HP, Inc. (NYSE: HPQ)
The Hewlett-Packard Company, commonly shortened to Hewlett-Packard or HP, was an American multinational information technology company headquartered in Palo Alto, California. The company was founded in a one-car garage in Palo Alto by Bill Hewlett and David Packard in 1939, and initially produced a line of electronic test and measurement equipment. HP is known for its computer products, including its popular printers, laptops, and accessories. Having recently beaten analysts’ expectations with its Q3 report, the company has seen an increase in mentions by 175% over the last day, prompting investors to wonder what makes the company so popular. Currently, shares of HP trade at $30.17 each.
There are lots of reasons that HP has come to gain this much positive hype, here are some of them.
For the fourth quarter of fiscal 2022, which ended on Oct. 31, the PC and printer maker's revenue declined 11% year over year to $14.8 billion but still beat analysts' estimates by $120 million.
Its adjusted earnings dropped 10% to $0.85 per share but also cleared the consensus forecast by a penny.
Although the printing division's revenue declined by 7% year over year last quarter, its operating profit actually increased 8.8% to $903 million thanks to the company's cost-controlling efforts.
HP also unveiled a new "Future Ready Transformation Plan" which aims to streamline its business by fiscal 2025. CEO Enrique Lores said the company's Future Ready Transformation plan would generate significant savings through its "digital transformation, portfolio optimization, and operational efficiency" strategies.

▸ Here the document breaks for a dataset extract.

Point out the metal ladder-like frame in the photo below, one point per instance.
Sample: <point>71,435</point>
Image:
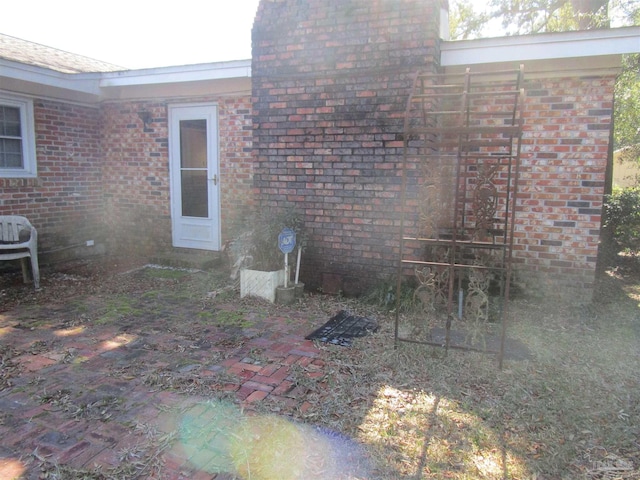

Lores believes HP can generate $1.4 billion in annualized gross run rate cost savings by fiscal 2025 by "driving efficiencies, simplifying the organizational structure, and removing unnecessary costs, which seems like an achievable target.
HP hiked its quarterly dividend by 5% to $0.2625 per share, or $1.05 annualized, with an annual yield of 3.6%
The company also recently executed $4.3 billion worth of share repurchases during the fiscal year that ended on Oct. 31, retiring about 12% of its shares outstanding.
Like any other company, HP is not perfect. Here are a couple of reasons why it might not be the best time to buy any HP shares.
HP didn't provide any top-line guidance, but it expects its adjusted EPS to shrink 27%-36% year over year in the first quarter of fiscal 2023 and to slide 12%-22% for the full year. Both those estimates missed Wall Street's expectations and indicated the post-pandemic deceleration of the PC market would drag on for at least a few more quarters.
HP's revenue has already declined year over year for two consecutive quarters, and its growth won't accelerate again anytime soon. During the call, Lores predicted that global PC sales would decline 10% next year and return to their pre-pandemic levels.
HP has been doing well financially with the consideration that demand has come to normal after the pandemic, and with a valuation like this, stock repurchases and a 3.5% dividend yield, it is the perfect time to take a position in the company. HP is worth exploring for value investors who favor stocks with low price-to-earnings ratios and high dividend yields. Even with the current economic downturn and its implications in the near future, HP seems like it’ll power through and still stick to the plan that it has now. Despite the price target cut and shipping drop, HP’s too good to miss at such a price.